Se ha convertido en una más de nosotros. Y bueno… Por lo visto Bermúdez le ha tirado la caña.

–¿Qué?

–Anda, deja que termine de contarte. ¿Por dónde iba? ¡Ah! Sí, que Bermúdez le tiró la caña, porque la niña está de infarto. Creo que le dijo que no, pues el muy ganso llegó a mi mesa diciendo que seguramente era frígida. El tío es más gilipollas de lo que parece. Bueno, que me voy donde estaba Raquel sentada, parecía muy pensativa y sin que me diera tiempo a decir nada, empezó a llorar y a contarme la historia más surrealista que jamás he escuchado.

–¿Porqué me cuentas esto a mí, Marcelo?

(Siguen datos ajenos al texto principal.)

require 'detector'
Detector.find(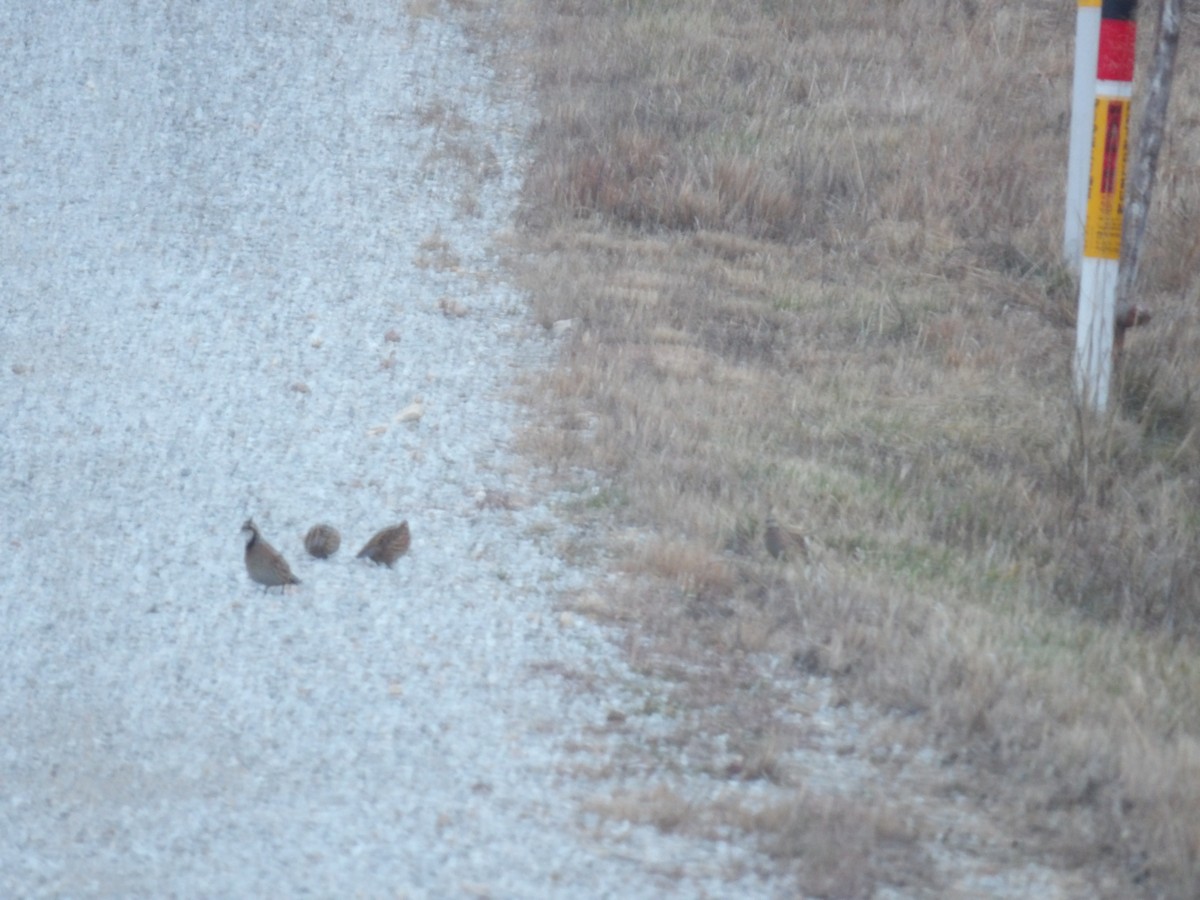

Estoy cansado, mañana me espera un día horrible y tengo…

–Mira idiota. ¿Sabes qué? Te mando las fotos. Cuando las veas espero que entres en razón. Me sabría muy mal que Raquel sufriera más por esto. No se lo merece. Espero tu llamada imbécil.

Y así sin más me dejó con el teléfono en la oreja.

Terminé de ducharme y me puse el albornoz, cuando el móvil empezó a sonar con el típico pitido de mensaje entrante.

Doy gracias a Dios por darme la lucidez suficiente como para sentarme en la cama mientras abría una tras otra las fotos que me estaba enviando Marcelo.

En todas las fotos estaba Raquel con mis compañeros. En unas frente al fuego, otras con una cerveza en la mano. Marcelo tenía razón, estaba hermosa. Preciosa… Pero había una foto tomada desde lejos. No creo que supiera que se la habían hecho. Estaba de pie frente a un rosal. Su mano acariciando las espinas, no la rosa. La mirada perdida, su rostro triste… Fue un golpe en el pecho. La vi.

Raquel era mi pequeña secretaria. La muchacha del tren de las ocho. La que vivía en mi piso. La misma que me dio paz al escuchar su voz el sábado por la mañana.

Era tan preciosa. Su imagen triste, pero serena. Su cuerpo. Un cuerpo del que estaba seguro, nunca me podría saciar. La boca. Esa boca que me moría por besar.

Ciego, así había estado todo el tiempo. Mi corazón lo supo al instante y no le hice caso.